Job dislocations, mass layoffs, plant closings. News of these events has become more and more prevalent in recent years, leaving many employers grappling with how to handle complicated PR and legal issues in today’s changing job market.
One issue often overlooked by employers is whether they must “WARN” affected employees in such situations. The failure to consider this question or the failure to reach the “right” conclusion can have devastating consequences for an employer – particularly when an affected employee opts to file a class action challenging the employer’s decision.
Where Does the Notice Obligation Come From?
The primary notice obligation is found in the federal Worker Adjustment and Retraining Notification Act (“WARN”), which requires employers to provide 60 days of notice to employees affected by a mass layoff or plant closing.
Several states such as Illinois, Iowa, and New York have also adopted their own “mini” WARN Acts, which can impose more stringent requirements than the federal WARN Act. For this reason, both the federal WARN Act and all applicable state WARN Acts should be carefully reviewed to determine if they apply to the mass layoff or plant closing being considered. This post is limited to addressing the federal WARN Act.
Which Employers Are Covered by WARN?
WARN only applies to employers with 100 or more full-time employees OR 100 or more full and part-time employees who in the aggregate work at least 4,000 hours per week. In other words, smaller employers will frequently be excluded from WARN’s requirements.
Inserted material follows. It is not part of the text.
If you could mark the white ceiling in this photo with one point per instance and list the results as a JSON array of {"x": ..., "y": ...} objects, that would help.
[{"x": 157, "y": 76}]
However, it is important to remember that WARN obligations have been recognized in situations where entities have common ownership or management, and are therefore considered to be a “single employer” for purposes of WARN. For this reason, employers should carefully analyze whether affiliates, subsidiaries, or other related entities may result in a determination that the employer is subject to WARN’s requirements.
When is WARN Triggered?
WARN is triggered and notice is required when a covered employer engages in either a “mass layoff” or a “plant closing”:
- Mass Lay-Off: a reduction in force that results in an employment loss for at least 50 full-time employees and at least 33% of employees at a single site of employment; or results in an employment loss for at least 500 full-time and part-time employees;
- Plant Closing: the closing of a single site of employment during any 30-day period that affects 50 or more full-time employees.
WARN regulations define an “employment loss” as a: 1) termination of employment other than a discharge for cause, voluntary departure, or retirement; 2) a layoff that is longer than six months; or 3) a reduction in hours of more than 50 percent during each month of any six-month period.
Once WARN is triggered, an employer is required to provide employees with at least 60 days written notice of the plant closing or layoff. This notice is required to contain certain information, including but not limited to the expected date of the layoff or closing and the expected date when the individual’s employment will be separated. In addition, advance notice must be provided to the state dislocated worker unit, the elected official of the local government where the layoff or closing is to occur, and any applicable union(s).
An employer who fails to provide required notice under WARN is liable to each affected employee for up to 60 days of back wages and benefits and attorney’s fees. In addition, employers who fail to provide notice to a local government unit may be subject to significant civil penalties – up to $500 for each day of the violation. That’s steep!
The Rise of the WARN Class Action
To be sure, not every layoff or plant closure triggers WARN’s notice requirements. However, interpretation of these requirements and the manner in which they are applied is anything but uniform in the courts. This lack of uniformity has led to significant confusion on the part of employers as to whether or not WARN may apply to a particular employment decision – resulting in increased litigation and substantial settlements.
For this reason, a careful analysis which considers the factors frequently applied by the courts in cases claiming WARN violations is critical. Such an analysis will better equip an employer not only to assess whether WARN applies in the first place, but to defend against private litigation or government challenges that may stem from this decision. To conduct this analysis, employers are well advised to consult an attorney familiar with the intricacies and nuances of the WARN Act, any applicable mini-WARN Acts, and regulations and case law interpreting these laws.